Design for Trading

Design for Trading

Mini Teaser: Covert protectionism is spreading like kudzu. An open tariff might be better.

by Author(s): Martin Hutchinson

Naturally, countries that objected to the WTO's methodology would not be forced to join it; they would then not benefit from the access it negotiated to the major world markets. If they wanted such access, they would have to sign up to the WTO, thus both providing reciprocal access to their own market and subjecting themselves to the WTO's rules of the game in respect of subsidies, quotas and non-tariff barriers. Side deals, where a major WTO member granted preferential access to a non-member country without that country accepting the WTO's "fair-play" rules, would not be permitted. This reformed WTO would take decisions more effectively and would be mandated both to organize trade treaties between its members and, more importantly, to stamp out the protectionist growths that appear every time a country has an election coming up--namely, anti-dumping actions, new non-tariff barriers or the imposition of quota systems. Non-tariff barriers in the areas of labor and the environment should be permitted only if agreed by a 75 percent majority of the WTO. The principal function of the WTO would then be to act as a police court against election-driven special interest protectionism.

In order to cater for the special needs of poor countries, should the WTO discriminate between countries according to their wealth, as measured by GDP per capita? Poor countries, while compelled to lower their overall tariff levels, particularly against each other, might be permitted to maintain higher tariffs in limited sensitive areas where they have a great deal of low-skill traditional labor. They might also be allowed, for example, to discriminate moderately against foreign financial institutions that have an undue advantage of lower funding costs in the local market since they carry a better credit risk derived from their Western parent. (Such discrimination would be most effective by means of a "funding cost tax" to equalize the foreign-owned bank's funding costs with that of its local competitors.) As countries graduated to middle-income status, or their credit ratings moved above Standard & Poor's BBB level, however, the WTO would compel them to phase out the additional protections over a period of, say, three years.
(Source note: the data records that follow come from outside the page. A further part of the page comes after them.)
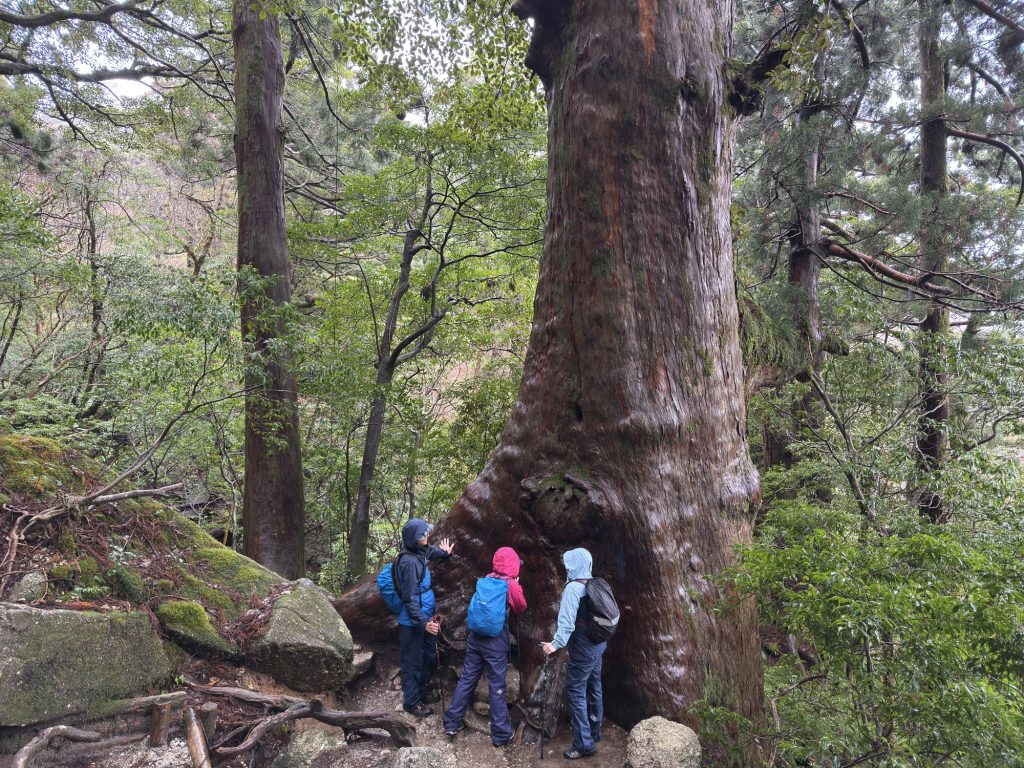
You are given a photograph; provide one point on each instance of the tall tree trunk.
(628, 436)
(388, 357)
(272, 513)
(804, 269)
(359, 537)
(932, 438)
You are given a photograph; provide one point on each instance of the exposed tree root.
(401, 731)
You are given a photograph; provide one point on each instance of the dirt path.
(471, 748)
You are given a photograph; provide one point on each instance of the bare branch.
(993, 142)
(992, 12)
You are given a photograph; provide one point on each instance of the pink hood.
(506, 562)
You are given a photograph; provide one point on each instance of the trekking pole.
(544, 700)
(440, 673)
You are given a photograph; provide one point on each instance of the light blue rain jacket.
(579, 564)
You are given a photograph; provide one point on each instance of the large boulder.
(58, 663)
(188, 625)
(657, 742)
(306, 646)
(420, 757)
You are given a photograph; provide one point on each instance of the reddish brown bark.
(628, 436)
(272, 505)
(932, 438)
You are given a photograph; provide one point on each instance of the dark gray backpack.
(598, 610)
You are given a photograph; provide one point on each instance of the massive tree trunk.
(628, 436)
(932, 439)
(272, 505)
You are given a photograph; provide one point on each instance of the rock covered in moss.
(57, 663)
(31, 588)
(34, 466)
(188, 624)
(306, 645)
(127, 585)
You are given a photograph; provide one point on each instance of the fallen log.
(197, 740)
(161, 727)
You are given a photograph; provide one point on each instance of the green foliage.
(915, 627)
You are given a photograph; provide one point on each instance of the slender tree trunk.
(387, 361)
(272, 513)
(628, 436)
(804, 269)
(359, 538)
(932, 438)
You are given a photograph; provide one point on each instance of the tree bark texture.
(932, 438)
(628, 436)
(272, 504)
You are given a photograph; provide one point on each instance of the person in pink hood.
(487, 645)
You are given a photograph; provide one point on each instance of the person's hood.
(413, 531)
(506, 562)
(579, 563)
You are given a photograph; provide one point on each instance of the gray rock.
(420, 757)
(57, 663)
(306, 646)
(657, 742)
(307, 747)
(31, 588)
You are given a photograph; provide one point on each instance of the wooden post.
(208, 717)
(197, 741)
(161, 724)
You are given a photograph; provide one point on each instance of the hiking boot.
(576, 754)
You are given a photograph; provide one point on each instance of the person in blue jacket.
(583, 675)
(418, 627)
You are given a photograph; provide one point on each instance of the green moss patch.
(35, 466)
(188, 624)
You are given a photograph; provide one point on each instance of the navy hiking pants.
(488, 654)
(583, 688)
(418, 659)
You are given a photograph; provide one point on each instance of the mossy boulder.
(58, 663)
(188, 624)
(35, 466)
(306, 645)
(32, 587)
(216, 576)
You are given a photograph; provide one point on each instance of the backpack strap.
(583, 611)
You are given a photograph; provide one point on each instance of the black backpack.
(598, 614)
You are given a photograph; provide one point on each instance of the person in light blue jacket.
(583, 676)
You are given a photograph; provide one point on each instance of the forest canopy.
(876, 224)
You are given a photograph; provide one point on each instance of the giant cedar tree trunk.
(932, 437)
(628, 436)
(272, 506)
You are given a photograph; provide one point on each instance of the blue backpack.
(487, 608)
(386, 583)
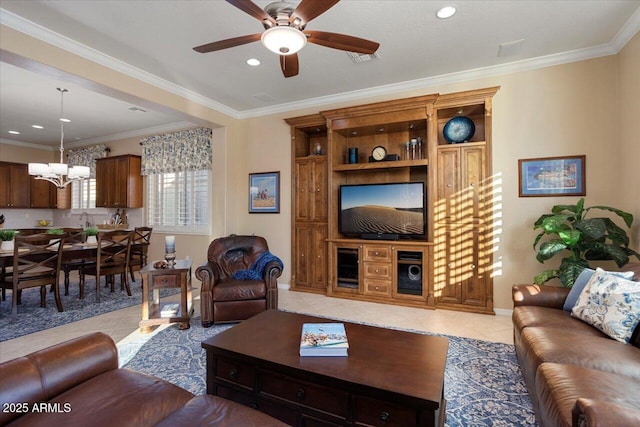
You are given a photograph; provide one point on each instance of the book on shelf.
(323, 339)
(169, 310)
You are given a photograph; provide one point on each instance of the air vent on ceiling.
(512, 48)
(362, 57)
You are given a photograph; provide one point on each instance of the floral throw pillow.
(611, 304)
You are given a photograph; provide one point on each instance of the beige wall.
(589, 107)
(627, 178)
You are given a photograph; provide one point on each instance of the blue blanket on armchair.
(256, 271)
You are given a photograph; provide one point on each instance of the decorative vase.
(459, 129)
(7, 245)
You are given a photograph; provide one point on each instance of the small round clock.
(379, 153)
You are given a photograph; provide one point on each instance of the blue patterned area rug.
(32, 318)
(483, 382)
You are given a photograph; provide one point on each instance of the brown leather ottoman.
(208, 410)
(559, 386)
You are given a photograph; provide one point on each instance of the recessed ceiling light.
(446, 12)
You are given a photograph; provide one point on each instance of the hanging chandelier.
(59, 174)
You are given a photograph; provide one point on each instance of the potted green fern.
(7, 236)
(55, 232)
(91, 233)
(581, 240)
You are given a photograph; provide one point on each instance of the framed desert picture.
(552, 176)
(264, 192)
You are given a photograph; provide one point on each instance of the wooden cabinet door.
(103, 178)
(318, 196)
(310, 256)
(120, 179)
(448, 180)
(302, 256)
(118, 182)
(471, 179)
(42, 194)
(302, 176)
(465, 276)
(461, 171)
(319, 253)
(14, 186)
(5, 185)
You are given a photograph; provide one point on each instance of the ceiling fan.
(285, 32)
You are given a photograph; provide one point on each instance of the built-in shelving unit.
(448, 266)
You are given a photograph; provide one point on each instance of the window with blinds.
(83, 194)
(179, 201)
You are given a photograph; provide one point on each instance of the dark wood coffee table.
(389, 378)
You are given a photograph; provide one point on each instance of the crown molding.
(6, 141)
(628, 30)
(171, 127)
(461, 76)
(134, 134)
(39, 32)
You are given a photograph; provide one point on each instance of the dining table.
(69, 251)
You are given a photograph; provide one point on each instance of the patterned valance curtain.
(87, 157)
(186, 150)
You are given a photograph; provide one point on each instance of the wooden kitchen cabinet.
(311, 256)
(309, 199)
(118, 182)
(14, 185)
(43, 194)
(461, 171)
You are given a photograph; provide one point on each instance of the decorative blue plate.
(459, 129)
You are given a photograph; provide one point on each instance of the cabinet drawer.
(314, 396)
(284, 414)
(377, 287)
(165, 281)
(235, 372)
(377, 270)
(374, 412)
(377, 253)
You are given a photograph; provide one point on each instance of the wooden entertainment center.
(447, 267)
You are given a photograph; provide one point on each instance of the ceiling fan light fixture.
(283, 40)
(446, 12)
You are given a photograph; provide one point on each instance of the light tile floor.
(122, 325)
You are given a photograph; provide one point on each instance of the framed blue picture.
(552, 176)
(264, 192)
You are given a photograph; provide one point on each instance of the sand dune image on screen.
(381, 219)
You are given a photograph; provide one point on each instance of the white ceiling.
(153, 41)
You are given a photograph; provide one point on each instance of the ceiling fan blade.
(224, 44)
(249, 7)
(341, 41)
(309, 9)
(289, 65)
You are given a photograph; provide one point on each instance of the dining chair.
(72, 236)
(36, 263)
(139, 247)
(114, 250)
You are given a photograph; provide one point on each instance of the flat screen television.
(382, 211)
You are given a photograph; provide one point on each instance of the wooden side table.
(154, 279)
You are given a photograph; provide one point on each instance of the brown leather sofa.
(225, 298)
(575, 374)
(78, 383)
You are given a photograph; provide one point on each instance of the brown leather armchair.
(239, 280)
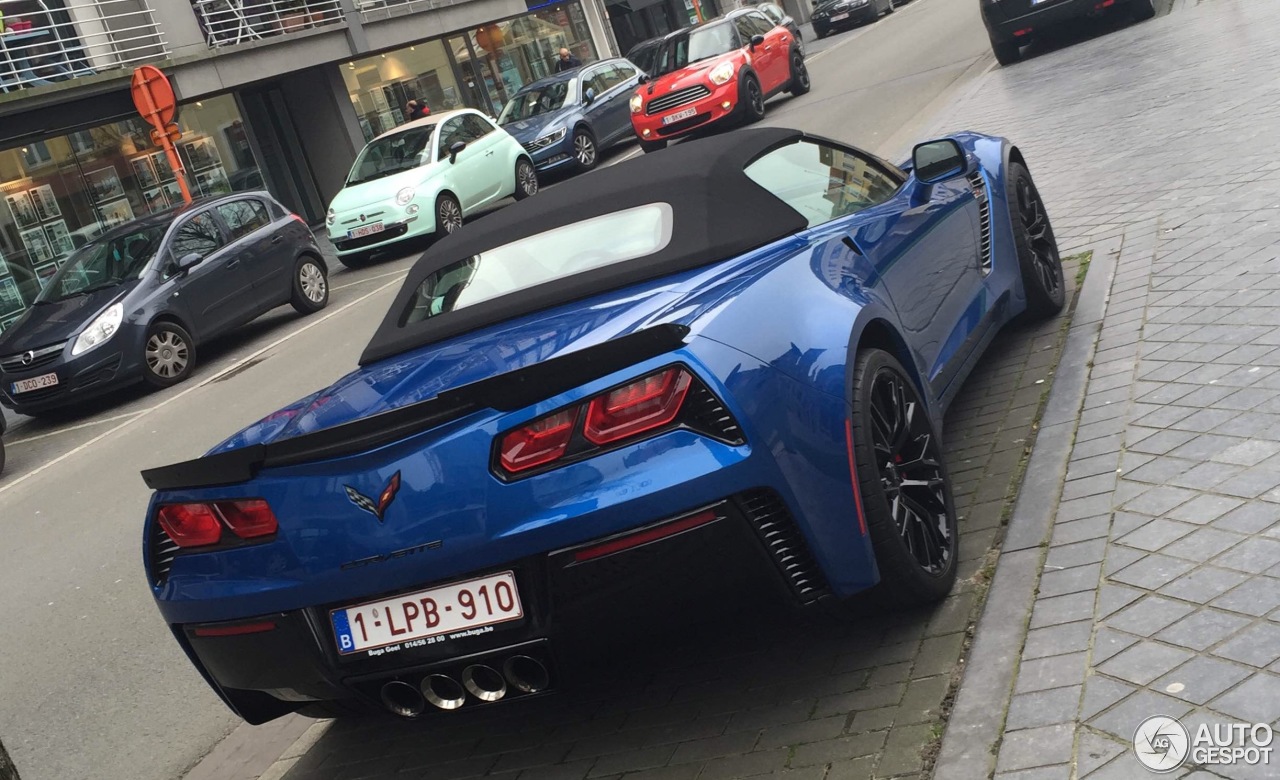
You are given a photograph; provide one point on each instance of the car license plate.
(416, 617)
(365, 231)
(679, 115)
(26, 386)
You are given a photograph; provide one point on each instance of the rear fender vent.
(979, 192)
(786, 544)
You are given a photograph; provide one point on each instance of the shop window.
(243, 217)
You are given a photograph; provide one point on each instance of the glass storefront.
(480, 68)
(58, 194)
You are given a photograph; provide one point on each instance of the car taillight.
(248, 519)
(615, 416)
(191, 524)
(645, 404)
(538, 443)
(201, 524)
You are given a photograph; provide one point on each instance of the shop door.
(284, 165)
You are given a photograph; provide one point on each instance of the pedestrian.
(567, 62)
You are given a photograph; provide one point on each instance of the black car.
(1015, 23)
(133, 304)
(830, 16)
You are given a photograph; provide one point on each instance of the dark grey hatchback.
(133, 304)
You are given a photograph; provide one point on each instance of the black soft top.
(718, 213)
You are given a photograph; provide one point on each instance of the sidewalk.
(1139, 573)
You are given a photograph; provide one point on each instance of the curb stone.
(977, 720)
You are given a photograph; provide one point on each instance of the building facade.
(273, 94)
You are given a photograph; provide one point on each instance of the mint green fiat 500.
(424, 177)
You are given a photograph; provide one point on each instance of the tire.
(1038, 260)
(1141, 10)
(310, 286)
(750, 99)
(448, 214)
(168, 355)
(1006, 51)
(800, 83)
(585, 150)
(526, 179)
(353, 260)
(917, 555)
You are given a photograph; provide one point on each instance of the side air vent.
(979, 192)
(785, 542)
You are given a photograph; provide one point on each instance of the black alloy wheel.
(526, 179)
(1037, 250)
(904, 484)
(448, 214)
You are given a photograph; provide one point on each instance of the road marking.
(18, 480)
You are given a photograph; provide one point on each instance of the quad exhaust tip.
(443, 692)
(403, 699)
(483, 682)
(525, 674)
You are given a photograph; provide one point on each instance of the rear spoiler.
(504, 392)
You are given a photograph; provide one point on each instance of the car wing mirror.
(937, 160)
(190, 260)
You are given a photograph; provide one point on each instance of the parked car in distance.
(775, 14)
(567, 119)
(1015, 23)
(135, 304)
(425, 177)
(723, 69)
(830, 16)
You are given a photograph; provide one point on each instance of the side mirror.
(937, 160)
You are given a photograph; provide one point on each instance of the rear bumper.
(1001, 23)
(753, 543)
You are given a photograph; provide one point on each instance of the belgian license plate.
(679, 115)
(365, 231)
(417, 619)
(26, 386)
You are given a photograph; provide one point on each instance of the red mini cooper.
(721, 69)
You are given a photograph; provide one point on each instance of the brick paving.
(1159, 578)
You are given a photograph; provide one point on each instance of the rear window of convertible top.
(543, 258)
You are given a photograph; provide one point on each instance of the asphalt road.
(91, 684)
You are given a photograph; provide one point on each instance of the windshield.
(547, 256)
(700, 44)
(536, 100)
(392, 154)
(104, 263)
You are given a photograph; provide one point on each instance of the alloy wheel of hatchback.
(584, 150)
(448, 213)
(168, 355)
(526, 179)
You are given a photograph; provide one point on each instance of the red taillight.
(538, 443)
(191, 524)
(636, 407)
(248, 519)
(234, 630)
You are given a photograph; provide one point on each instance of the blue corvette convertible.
(727, 357)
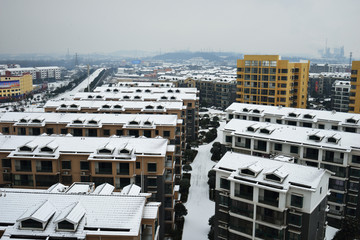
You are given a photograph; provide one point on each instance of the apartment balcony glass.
(103, 168)
(241, 225)
(44, 166)
(242, 208)
(270, 216)
(269, 197)
(311, 153)
(23, 165)
(244, 191)
(268, 233)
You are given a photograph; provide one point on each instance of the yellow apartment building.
(354, 99)
(268, 80)
(15, 86)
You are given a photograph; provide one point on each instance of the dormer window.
(315, 138)
(31, 224)
(25, 149)
(105, 151)
(351, 120)
(309, 116)
(47, 149)
(293, 115)
(77, 121)
(65, 225)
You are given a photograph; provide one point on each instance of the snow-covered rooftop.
(291, 174)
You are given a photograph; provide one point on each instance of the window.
(224, 183)
(66, 164)
(296, 201)
(84, 165)
(151, 167)
(278, 147)
(6, 163)
(295, 219)
(106, 132)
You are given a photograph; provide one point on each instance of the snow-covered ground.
(199, 207)
(68, 95)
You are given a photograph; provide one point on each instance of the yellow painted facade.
(354, 99)
(268, 80)
(12, 90)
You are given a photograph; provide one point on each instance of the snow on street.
(199, 207)
(68, 95)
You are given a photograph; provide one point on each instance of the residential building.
(78, 212)
(259, 198)
(338, 152)
(98, 125)
(340, 96)
(190, 101)
(310, 118)
(268, 80)
(354, 102)
(15, 85)
(41, 161)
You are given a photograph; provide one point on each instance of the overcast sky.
(254, 26)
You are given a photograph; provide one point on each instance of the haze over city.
(266, 27)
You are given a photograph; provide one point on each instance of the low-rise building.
(97, 125)
(310, 118)
(258, 198)
(41, 161)
(14, 86)
(338, 152)
(78, 212)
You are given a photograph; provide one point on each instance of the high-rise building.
(268, 80)
(354, 101)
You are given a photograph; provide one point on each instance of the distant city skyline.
(252, 27)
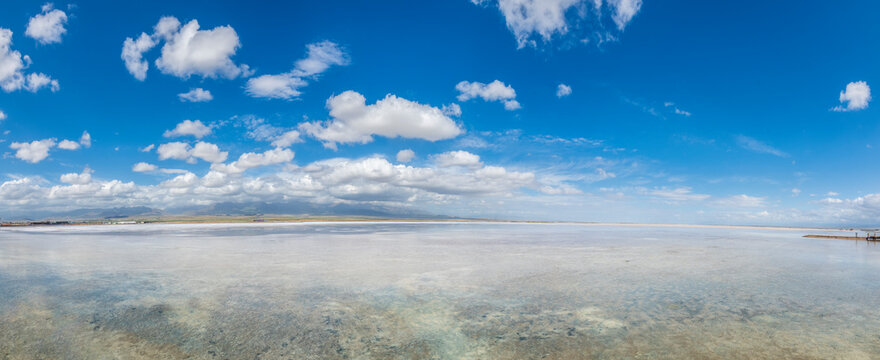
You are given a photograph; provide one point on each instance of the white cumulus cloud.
(563, 90)
(196, 95)
(320, 57)
(85, 139)
(143, 167)
(544, 20)
(189, 127)
(405, 155)
(353, 121)
(68, 145)
(182, 151)
(34, 151)
(252, 160)
(48, 26)
(174, 150)
(855, 97)
(494, 91)
(208, 152)
(457, 158)
(84, 177)
(12, 66)
(187, 51)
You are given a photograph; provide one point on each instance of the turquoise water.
(434, 291)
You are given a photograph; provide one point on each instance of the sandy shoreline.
(255, 221)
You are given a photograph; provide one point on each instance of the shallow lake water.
(434, 291)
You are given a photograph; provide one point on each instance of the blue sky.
(680, 111)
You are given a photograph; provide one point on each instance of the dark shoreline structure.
(867, 237)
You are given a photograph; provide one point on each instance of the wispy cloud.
(754, 145)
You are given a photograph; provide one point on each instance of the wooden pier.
(867, 237)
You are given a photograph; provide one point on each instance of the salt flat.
(434, 290)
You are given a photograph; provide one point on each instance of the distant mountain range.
(224, 209)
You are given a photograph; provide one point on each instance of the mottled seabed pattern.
(434, 291)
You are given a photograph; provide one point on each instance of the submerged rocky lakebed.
(434, 291)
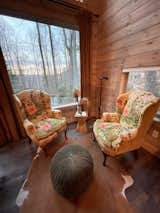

Intellectual property is a particularly difficult area. Governments and producers in Europe and the United States try to build support for intellectual property restrictions by focusing public opinion on life-saving drugs. But intellectual property also includes trashy movies and popular music. Property rights are a fuzzy concept, not an absolute. One can accept that, if intellectual property in pharmaceuticals is violated, research will be hampered. But allowing intellectual property in "gangsta" rap merely produces more "gangsta" rap.

As in trade generally, poor countries would not be subject to the full rigors of copyright and patent law until they reached a middle-income wealth level, and could be expected to produce copyrightable or patentable material (whether scientific or, as in the case of Japan's Manga comics, literary) of their own. If producers in poor countries produced "pirate" copies, then international trade in such copies could be prohibited by the WTO, thus providing additional protection to copyright holders' interest in Western markets.

In the meantime, as is happening with aids drugs, Western charitable and supranational organizations would provide funding for Western-produced pharmaceuticals for the Third World, thus avoiding the problem of local producers of low-quality generics flooding the market with untested and dangerous alternatives. There would be no such eleemosynary organizations for "gangsta rap" or Manga comics.

Absent a reformed trade regime of this kind, a partial return to protectionism seems likely, since the United States has moved considerably toward such a policy in recent years, and the EU as a body never left it. (The European value-added tax, generally levied at rates around 20 percent, is also discriminatory, since it is not levied on exports, thus providing European producers with a substantial subsidy for exports as against production for internal consumption.) And while new WTO members such as China and emerging WTO members such as India are strongly committed to free trade in principle, in practice they use every artifice they can to preserve their own protectionist structures. A weakened WTO will hardly be able to prevent them from doing so. Meanwhile, labor and environmental non-tariff barriers are both likely to blossom in the years ahead--the normal bureaucratic impulse to "compromise" with the pernicious agenda of the trade protesters will see to that.

The United States may mitigate some of the effects of this by forming bilateral trade agreements with favored nations, as will the EU in their hinterlands of eastern Europe, Central Asia, North Africa and the Middle East. In practice, this will increase the danger of the world becoming divided into a small number of autarkic trading blocs that have relatively free internal trade and high barriers against outsiders. Inevitably, this will tend to impoverish further those Third World countries that have little to offer economically, thus perpetuating their downtrodden status.

Without a trade body wielding real power to regulate protection, trade barriers will be raised by domestic political processes. Hence, they will pay little regard to comparative advantage, ossify economic structures and push the growth of gross world product far below its potential. The "have-nots", with their rapidly growing populations, will end by having even less.

This unpleasant fate can be avoided, but it will require trade negotiations to rise above both domestic electoral pressures and the unrealistic dogmas of frustrated trade economists. In trade, as in philosophy, the best should not be allowed to become the enemy of the good.